To provide you with a little background of what types of systems we are working on we felt it would be beneficial to share some high level stats about our infrastructure.
Incoming data volumes exceed 50TB per day, with more than 10^11 new items/lines/records being added per day. Our analytical processing infrastructure exceeds 12PB of physical storage with over 4.5PB in our largest cluster.
We leverage compression technologies wherever possible and are achieving compression ratios as high as 96% on our highest volume data feeds.
On any given day our massive parallel systems process more than 50PB of data, not factoring in various levels of caches that serve similar activities or processes and reduce the amount of physical IOs significantly.
We execute millions of requests on a daily basis, spanning from near realtime highly localized access to enormous jobs that span 100s of TB in a single or series of models.
Early on we have adopted certain enterprise level philosophies like: Answer any question - any time and All Data - at the most atomic level
We know that we could never predict the questions and demands of tomorrow, so ultimate flexibility is one of our key design principles.
While data reduction and aggregation is part of our daily work, we primarily deal with much more complex tasks that leverage combinations of data structures out of our more than 10^4 entities and more than 10^5 data elements. By combining various technologies and designs we achieve ultimate throughput and high availability per dollar invested.
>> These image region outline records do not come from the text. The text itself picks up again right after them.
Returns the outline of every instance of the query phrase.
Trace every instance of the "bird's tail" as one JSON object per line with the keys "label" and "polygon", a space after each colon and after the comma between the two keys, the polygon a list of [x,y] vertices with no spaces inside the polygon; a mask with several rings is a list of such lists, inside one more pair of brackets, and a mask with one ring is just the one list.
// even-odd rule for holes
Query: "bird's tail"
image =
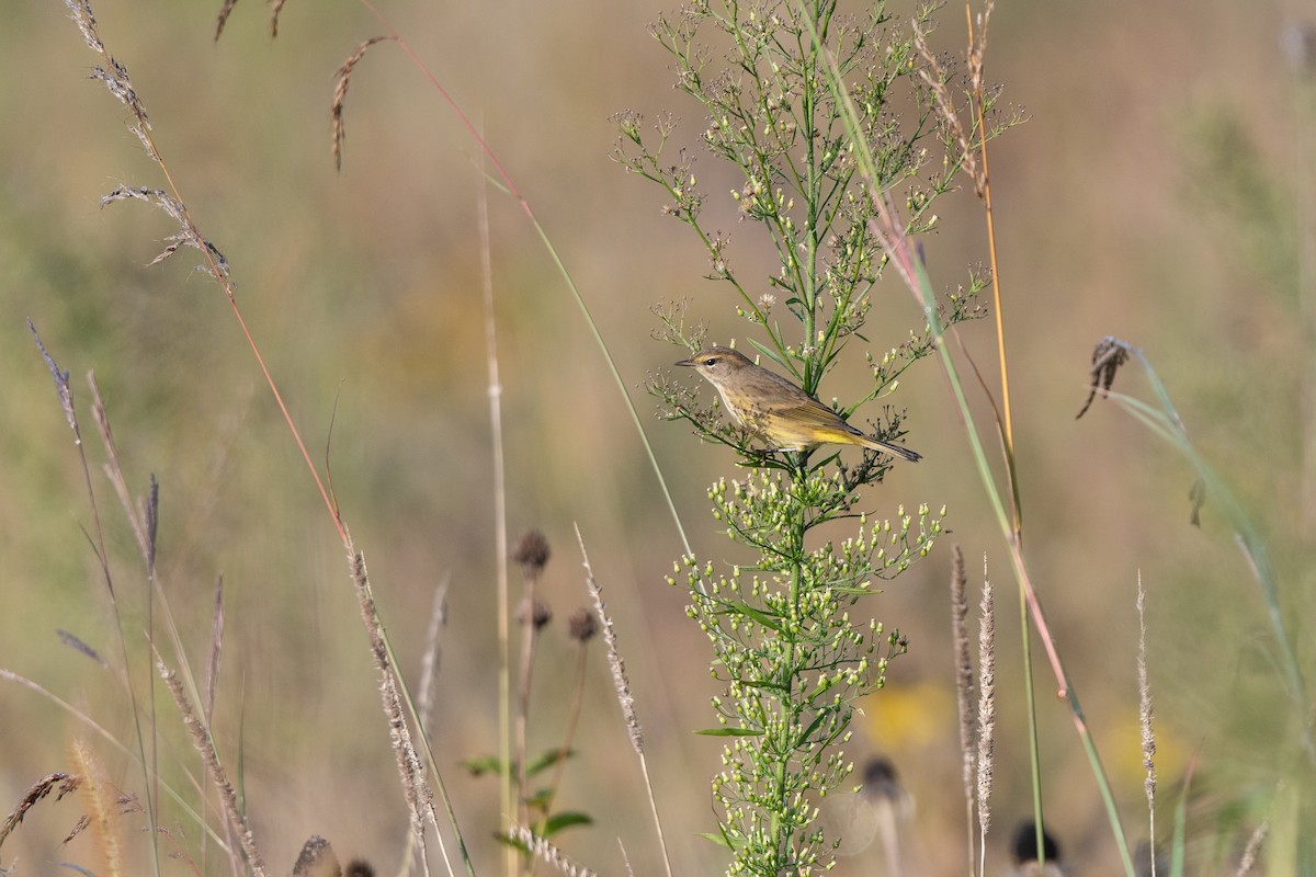
{"label": "bird's tail", "polygon": [[911,451],[907,447],[900,447],[899,444],[892,444],[891,442],[875,439],[871,435],[863,437],[863,447],[873,448],[874,451],[882,451],[883,454],[895,454],[901,460],[909,460],[911,463],[917,463],[923,459],[923,454]]}

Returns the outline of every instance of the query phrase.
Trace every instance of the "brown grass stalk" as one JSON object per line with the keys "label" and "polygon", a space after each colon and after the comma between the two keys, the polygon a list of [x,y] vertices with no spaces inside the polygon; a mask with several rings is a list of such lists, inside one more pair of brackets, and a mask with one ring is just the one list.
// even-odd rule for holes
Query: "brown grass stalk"
{"label": "brown grass stalk", "polygon": [[100,859],[97,873],[118,877],[124,873],[124,841],[114,803],[118,795],[107,786],[96,756],[82,738],[75,738],[70,744],[68,761],[82,778],[78,784],[78,799],[87,814],[92,845]]}
{"label": "brown grass stalk", "polygon": [[950,630],[955,660],[955,706],[959,713],[961,780],[965,784],[965,826],[969,832],[969,870],[974,866],[974,776],[976,731],[974,726],[974,663],[969,652],[969,573],[965,552],[950,547]]}
{"label": "brown grass stalk", "polygon": [[578,865],[571,861],[561,849],[544,838],[540,838],[525,826],[513,824],[507,836],[509,840],[525,844],[532,856],[553,865],[558,869],[558,873],[566,874],[566,877],[597,877],[595,872],[590,870],[584,865]]}
{"label": "brown grass stalk", "polygon": [[265,877],[265,859],[261,856],[261,851],[255,845],[255,836],[251,834],[251,826],[247,822],[246,814],[242,807],[238,806],[238,795],[233,789],[233,784],[229,781],[228,772],[224,769],[224,764],[220,761],[220,753],[215,748],[215,740],[211,738],[211,730],[205,726],[205,722],[197,717],[196,710],[192,707],[192,702],[188,699],[187,693],[183,690],[183,682],[179,681],[178,673],[171,671],[164,665],[164,661],[157,655],[155,667],[159,671],[161,678],[164,680],[164,686],[168,688],[170,694],[174,697],[174,703],[178,706],[179,715],[183,719],[183,727],[192,738],[192,746],[201,755],[201,760],[205,763],[207,773],[211,777],[211,782],[220,793],[220,803],[222,805],[224,818],[229,823],[232,836],[237,838],[238,845],[242,849],[242,856],[246,860],[246,866],[255,877]]}
{"label": "brown grass stalk", "polygon": [[978,843],[979,873],[987,869],[987,830],[991,827],[991,789],[996,743],[996,604],[991,579],[983,576],[978,631]]}
{"label": "brown grass stalk", "polygon": [[[4,822],[0,823],[0,847],[4,847],[5,839],[8,839],[13,830],[22,823],[28,811],[36,807],[46,795],[51,792],[58,792],[55,801],[61,801],[66,794],[76,792],[80,784],[80,776],[59,772],[47,773],[42,778],[37,780],[37,782],[34,782],[32,788],[28,789],[21,798],[18,798],[18,803],[9,811],[9,815],[5,817]],[[0,873],[7,873],[3,864],[0,864]]]}
{"label": "brown grass stalk", "polygon": [[1148,681],[1148,618],[1142,571],[1138,571],[1138,727],[1142,734],[1142,768],[1148,772],[1142,792],[1148,799],[1148,845],[1152,877],[1155,877],[1155,731],[1152,727],[1152,684]]}
{"label": "brown grass stalk", "polygon": [[630,693],[630,680],[626,678],[626,665],[621,660],[617,650],[617,631],[612,626],[612,617],[603,602],[603,588],[594,577],[594,568],[590,567],[590,555],[584,550],[584,538],[580,535],[580,526],[576,525],[576,543],[580,546],[580,557],[584,564],[586,588],[590,598],[594,600],[595,614],[599,617],[599,626],[603,627],[603,642],[608,646],[608,667],[612,668],[612,686],[617,693],[617,703],[621,706],[621,715],[626,722],[626,734],[630,736],[630,748],[640,759],[640,772],[645,780],[645,792],[649,795],[649,811],[654,820],[654,831],[658,834],[658,845],[662,849],[663,868],[667,877],[671,877],[671,857],[667,855],[667,840],[662,832],[662,818],[658,815],[658,802],[654,798],[653,781],[649,778],[649,763],[645,759],[645,734],[640,724],[640,715],[636,713],[636,698]]}

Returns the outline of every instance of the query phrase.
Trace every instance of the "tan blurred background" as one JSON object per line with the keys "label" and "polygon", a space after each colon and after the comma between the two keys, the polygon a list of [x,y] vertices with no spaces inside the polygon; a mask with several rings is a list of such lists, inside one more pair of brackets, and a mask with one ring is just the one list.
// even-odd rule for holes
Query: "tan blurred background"
{"label": "tan blurred background", "polygon": [[[659,214],[661,193],[608,159],[608,117],[624,108],[650,118],[672,109],[686,142],[701,130],[697,108],[671,88],[670,62],[646,33],[666,8],[491,0],[400,1],[384,11],[483,128],[580,285],[696,551],[734,560],[704,493],[736,473],[732,458],[650,417],[641,384],[678,358],[650,338],[654,304],[690,297],[691,316],[720,341],[744,343],[747,326],[736,321],[729,292],[701,279],[705,260],[686,229]],[[903,17],[909,8],[894,11]],[[476,868],[495,873],[494,782],[458,768],[492,749],[497,715],[478,149],[416,68],[384,45],[353,80],[345,163],[334,172],[333,74],[380,30],[355,4],[290,3],[272,42],[265,7],[238,4],[217,45],[217,5],[105,1],[96,12],[196,221],[232,262],[243,314],[317,463],[337,404],[334,486],[411,680],[434,588],[449,582],[434,742]],[[1130,843],[1146,823],[1136,726],[1140,571],[1162,732],[1162,826],[1179,772],[1198,753],[1208,792],[1191,826],[1196,845],[1233,838],[1215,822],[1212,802],[1273,780],[1267,747],[1286,705],[1271,688],[1255,585],[1228,530],[1209,502],[1202,529],[1187,523],[1187,465],[1108,404],[1082,421],[1074,414],[1103,335],[1144,347],[1199,447],[1271,540],[1291,618],[1311,609],[1302,477],[1311,435],[1299,413],[1311,383],[1309,337],[1295,252],[1312,234],[1300,205],[1312,192],[1313,155],[1303,145],[1313,142],[1313,117],[1311,74],[1304,97],[1303,76],[1279,47],[1300,13],[1316,14],[1296,1],[1005,1],[991,22],[988,78],[1029,116],[991,154],[1025,548]],[[940,49],[962,53],[962,8],[945,11]],[[216,735],[230,763],[241,747],[247,807],[268,863],[287,873],[305,838],[322,834],[341,856],[365,856],[392,873],[407,820],[341,550],[232,312],[191,270],[191,254],[145,267],[172,231],[164,217],[136,202],[97,206],[121,183],[163,183],[125,131],[122,108],[87,80],[96,59],[63,5],[11,4],[0,58],[0,667],[132,739],[116,677],[55,634],[70,631],[120,660],[83,533],[92,515],[82,472],[24,325],[30,317],[74,376],[129,635],[138,638],[143,625],[142,567],[99,472],[104,451],[92,435],[87,371],[96,372],[134,489],[143,492],[151,473],[161,481],[161,577],[197,668],[213,582],[224,576]],[[737,185],[704,155],[696,172],[715,200]],[[565,721],[572,652],[562,622],[586,600],[579,525],[616,615],[676,873],[720,873],[717,851],[694,836],[715,830],[708,777],[719,746],[691,734],[712,724],[708,697],[719,689],[683,593],[663,581],[680,554],[676,530],[549,256],[512,199],[492,189],[488,197],[508,525],[513,539],[542,529],[554,550],[544,586],[557,618],[536,677],[532,748],[555,746]],[[730,216],[726,205],[711,209]],[[984,231],[971,192],[948,196],[937,212],[941,231],[925,250],[934,283],[949,289],[986,260]],[[754,270],[757,229],[724,230],[742,276],[771,271],[766,262]],[[895,283],[879,295],[875,351],[899,343],[917,318]],[[995,375],[990,323],[962,334]],[[848,380],[859,372],[842,369],[833,392]],[[1132,369],[1119,387],[1148,396]],[[1030,813],[1013,582],[940,367],[915,369],[896,404],[908,406],[908,442],[925,462],[898,467],[867,505],[894,515],[901,504],[945,504],[953,534],[865,604],[909,636],[911,651],[894,664],[888,690],[865,701],[849,751],[861,764],[886,755],[900,772],[915,802],[908,873],[962,873],[949,543],[962,543],[975,580],[986,556],[1003,597],[991,841],[1000,872],[1009,831]],[[559,840],[578,860],[621,873],[620,839],[636,873],[659,873],[597,644],[590,657],[579,756],[559,803],[596,824]],[[133,661],[141,681],[139,650]],[[1046,668],[1037,671],[1051,828],[1071,873],[1112,873],[1115,847],[1073,723],[1051,697]],[[197,770],[174,732],[172,706],[159,710],[171,746],[183,748],[178,757]],[[0,811],[67,767],[74,736],[92,742],[114,784],[139,790],[137,769],[91,730],[0,682]],[[884,873],[879,845],[865,843],[859,803],[834,806],[829,818],[857,820],[837,873]],[[42,805],[0,861],[18,859],[17,873],[89,863],[86,838],[58,845],[78,813],[74,802]],[[182,824],[195,853],[195,826],[178,813],[166,822]],[[1240,836],[1254,822],[1245,814]],[[129,843],[145,847],[138,836]],[[1219,851],[1199,855],[1216,861]],[[224,870],[209,863],[208,873]]]}

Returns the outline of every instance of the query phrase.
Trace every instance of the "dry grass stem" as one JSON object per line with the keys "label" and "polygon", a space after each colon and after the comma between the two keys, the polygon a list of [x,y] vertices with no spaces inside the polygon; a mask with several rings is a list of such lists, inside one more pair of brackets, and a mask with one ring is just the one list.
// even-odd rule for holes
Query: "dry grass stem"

Total Cost of Ownership is paramount - we combine server grade with ultra low cost equipment to achieve never before seen scaleability.
Our analytical systems serve thousands of analysts and business users in a true 24x7x365 operation.
A typical cluster in our environment will process 10^10 records of about 1TB of data in 5 sec or less on a few dozen processing nodes.
At any point in time our systems receive massive amounts of new incoming data while processing hundreds and thousands of requests.
We are currently working on next generation architecture to process in excess of 100s PB of data per day.